SALE_DATE DEPT_CODE SALES_AMOUNT SALE_RANK
--------- --------- -------------- ----------------------
28-OCT-03 East 99998.63 1
19-SEP-95 East 99996.64 2
08-OCT-85 East 99942.49 3
06-NOV-98 NE 49995.44 1
15-FEB-06 NE 49991.96 2
28-DEC-98 NE 49988.92 3
09-FEB-05 North 99983.69 1
24-DEC-86 North 99980.99 2
22-OCT-02 North 99973.49 3
16-APR-82 SE 49998.3 1
27-JAN-95 SE 49996.16 2
14-SEP-83 SE 49990.52 3
27-JUL-96 South 69996.2 1
15-JAN-06 South 69993.7 2
17-AUG-97 South 69991.29 3
10-OCT-96 West 9999.91 1
23-AUG-94 West 9998.76 2
06-SEP-02 West 9998.51 3
Above query pulls top-3 sales figures for all sales region
using Oracle analytic functions. Deriving this using
conventional SQL/PLSQL will be a night mare.
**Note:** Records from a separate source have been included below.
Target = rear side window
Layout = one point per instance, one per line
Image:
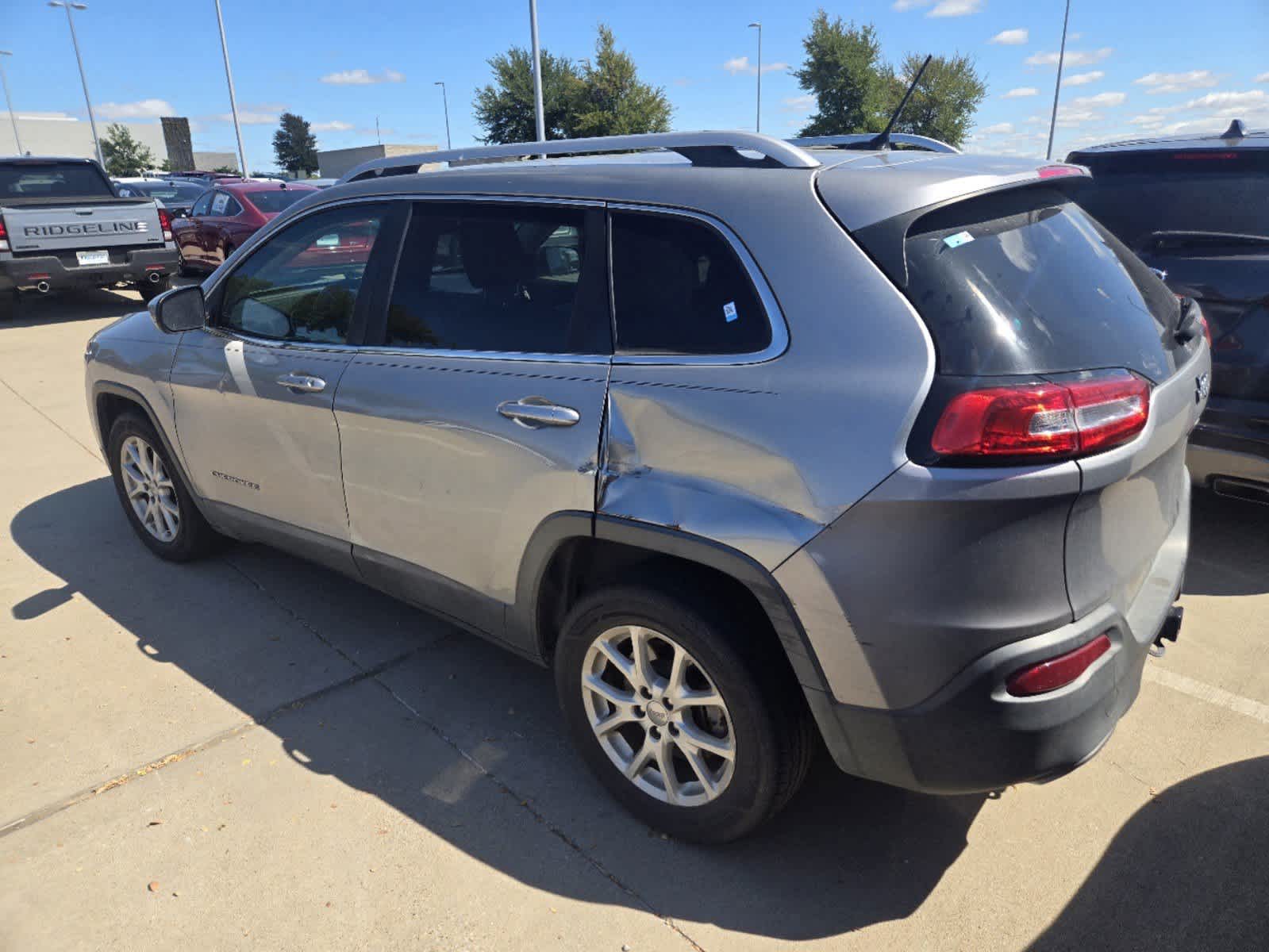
(679, 289)
(498, 278)
(1027, 282)
(1139, 196)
Example-2 Pivot Table Query using Oracle Analytic Functions
SELECT SALE_MONTH,
MAX(DECODE(sale_rank, 1, dept_code, null)) First,
MAX(DECODE(sale_rank, 2, dept_code, null)) Second,
MAX(DECODE(sale_rank, 3, dept_code, null)) Third
FROM
(SELECT LAST_DAY(SALE_DATE) SALE_MONTH, dept_code, sales_amount,
DENSE_RANK() OVER(PARTITION BY LAST_DAY(SALE_DATE)
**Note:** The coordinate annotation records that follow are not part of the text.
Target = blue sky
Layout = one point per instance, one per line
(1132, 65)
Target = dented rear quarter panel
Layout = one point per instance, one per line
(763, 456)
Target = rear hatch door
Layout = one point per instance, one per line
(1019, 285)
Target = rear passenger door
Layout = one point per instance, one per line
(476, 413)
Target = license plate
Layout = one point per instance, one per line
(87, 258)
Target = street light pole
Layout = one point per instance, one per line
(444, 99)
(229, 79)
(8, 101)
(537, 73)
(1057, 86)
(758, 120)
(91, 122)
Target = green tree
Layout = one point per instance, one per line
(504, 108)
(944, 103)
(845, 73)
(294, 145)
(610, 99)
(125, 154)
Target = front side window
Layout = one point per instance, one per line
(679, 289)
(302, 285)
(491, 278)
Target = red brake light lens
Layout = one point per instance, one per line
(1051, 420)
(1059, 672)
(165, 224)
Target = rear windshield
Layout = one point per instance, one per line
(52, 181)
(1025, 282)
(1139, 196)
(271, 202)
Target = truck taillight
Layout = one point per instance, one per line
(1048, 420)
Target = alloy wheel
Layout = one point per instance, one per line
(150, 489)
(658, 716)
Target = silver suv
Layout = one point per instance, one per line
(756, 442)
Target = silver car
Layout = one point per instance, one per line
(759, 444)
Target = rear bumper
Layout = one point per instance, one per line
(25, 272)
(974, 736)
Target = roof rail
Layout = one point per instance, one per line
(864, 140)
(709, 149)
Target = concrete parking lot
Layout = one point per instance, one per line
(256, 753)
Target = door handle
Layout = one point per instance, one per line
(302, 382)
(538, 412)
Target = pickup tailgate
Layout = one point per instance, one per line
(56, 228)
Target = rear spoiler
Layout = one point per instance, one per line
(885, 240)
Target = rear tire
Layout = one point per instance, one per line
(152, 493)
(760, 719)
ORDER BY SALES_AMOUNT DESC) sale_rank
FROM sales_summary_daily
WHERE SALE_DATE >= '01-JAN-2008'
)
WHERE SALE_RANK <= 3
GROUP BY SALE_MONTH
SALE_MONTH FIRST SECOND THIRD
--------------- ----- ------ -----
31-JAN-08 North North North
29-FEB-08 North East North
30-APR-08 East North East
30-JUN-08 North North North
31-JUL-08 East North North
31-AUG-08 North East North
31-MAR-08 North North East
31-MAY-08 North North East
30-SEP-08 East North North
Again using conventional SQL/PLSQL needs more effort to make it efficient. With Oracle 11g, this is even more simplified using the pivot operator.